Dua bulan ini, dia menepati janjinya untuk nggak mengganggu dan menasehatiku ini-itu. Walaupun aku tahu, pasti gatel banget, tapi dia menahan diri untuk nggak melakukannya.

"Gimana kerjaan di kantor?" tanyanya lagi tanpa melihat ke arahku, masih tenggelam dalam naskah di tangannya.

"Aku nggak pernah menyangka kalau aku akan mencintai pekerjaan ini. Maksudku, dulu aku nggak pernah menyangka kalau aku bisa jadi bagian dari tim marketing."

"Berarti papamu lebih tau potensimu. Atasan kamu gimana,  masih galak?"

"Duh! Kanebo kering itu mah ya tetep aja gitu, ya walau nggak separah dulu, sih. Pernah nih, aku lupa menghubungi salah satu vendor, yang padahal bukan sesuatu yang urgent juga, diamuk dong aku," ceritaku menggebu-gebu soal Axel.

"Kanebo kering? Tunggu, jangan-jangan visual tokoh di novelmu yang sekarang ini ... atasanmu sendiri, ya?" pekik Mbak Inggit heboh sendiri, sementara aku hanya mengedikkan bahu menjawabnya. Which is, artinya iya.

"Wah, penasaran seganteng apa sih dia, sampe kamu jadiin inspirasi. Ada fotonya nggak?" And here we are, dia pun semakin kepo, dong!

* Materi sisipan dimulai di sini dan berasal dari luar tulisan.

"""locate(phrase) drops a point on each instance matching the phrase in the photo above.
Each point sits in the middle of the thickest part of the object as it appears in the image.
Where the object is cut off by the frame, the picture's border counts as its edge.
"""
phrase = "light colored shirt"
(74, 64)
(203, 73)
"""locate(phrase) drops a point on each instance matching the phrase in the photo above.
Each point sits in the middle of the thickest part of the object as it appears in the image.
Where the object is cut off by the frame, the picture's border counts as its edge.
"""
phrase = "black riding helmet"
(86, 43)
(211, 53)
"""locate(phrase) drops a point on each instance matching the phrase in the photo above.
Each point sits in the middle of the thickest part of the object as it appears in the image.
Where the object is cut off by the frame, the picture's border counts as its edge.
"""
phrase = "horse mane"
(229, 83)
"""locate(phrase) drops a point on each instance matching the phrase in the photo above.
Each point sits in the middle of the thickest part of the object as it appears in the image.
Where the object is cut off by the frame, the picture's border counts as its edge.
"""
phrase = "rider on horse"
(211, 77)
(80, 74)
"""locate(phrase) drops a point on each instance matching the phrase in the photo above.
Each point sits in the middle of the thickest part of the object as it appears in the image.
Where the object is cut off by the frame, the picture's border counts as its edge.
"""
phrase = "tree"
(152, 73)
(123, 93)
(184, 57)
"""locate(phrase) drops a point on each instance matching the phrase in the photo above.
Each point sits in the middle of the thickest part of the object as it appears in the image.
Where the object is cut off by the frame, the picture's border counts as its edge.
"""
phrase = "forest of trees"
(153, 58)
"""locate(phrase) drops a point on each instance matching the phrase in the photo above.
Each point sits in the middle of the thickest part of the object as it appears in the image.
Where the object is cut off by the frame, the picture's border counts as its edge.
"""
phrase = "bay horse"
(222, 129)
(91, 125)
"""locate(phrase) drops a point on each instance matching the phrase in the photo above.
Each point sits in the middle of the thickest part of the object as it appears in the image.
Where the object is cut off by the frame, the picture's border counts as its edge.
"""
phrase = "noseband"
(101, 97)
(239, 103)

"Dah ah aku mau balik," ucapku sambil membereskan dompet dan ponsel ke dalam tas.

"Ish, pelit! Fotonya dulu, Illy!" paksanya, masih ingin tau foto Axel.

"Nggak pernah foto bareng, Mbak Inggit! Nggak tau sosmed dia juga!" selaku sebelum Mbak Inggit membuka mulut untuk menanyakan akun media sosialnya. Aku sudah paham banget pasti dia akan menanyakan hal itu.

"Profil WA?" Tapi dia masih ngotot dong. "Trus, kalau penyiar radio ini? Eh, kamu perlu riset ke radio, nggak? Aku ada temen di—"

"Ntar deh, Mbak, kalau aku butuh—"

"Profil WA manajermu ...." Potong Mbak Inggit lagi. Sepertinya tahu akal-akalanku supaya dia lupa soal Axel. Kuputar bola mata sambil menggeleng dan akhirnya mengambil ponsel dari tas untuk membuka profil Axel, lalu menyerahkan pada my kepo editor ini.

"Dia gondrong gini? Ngantor juga dikuncir gini?" Aku pura-pura mikir, dan nggak langsung menjawab. Emang akhir-akhir ini Axel sering mengikat rambutnya. Pernah sekali aku iseng bertanya pada anak-anak marketing yang lain, soal aturan grooming di kantor kami. Ternyata, memang kantor kami penganut paham serius tapi santai.

"Chat kamu ama dia nggak ada romantis-romantisnya gini. Kerjaan doang yang dibahas!"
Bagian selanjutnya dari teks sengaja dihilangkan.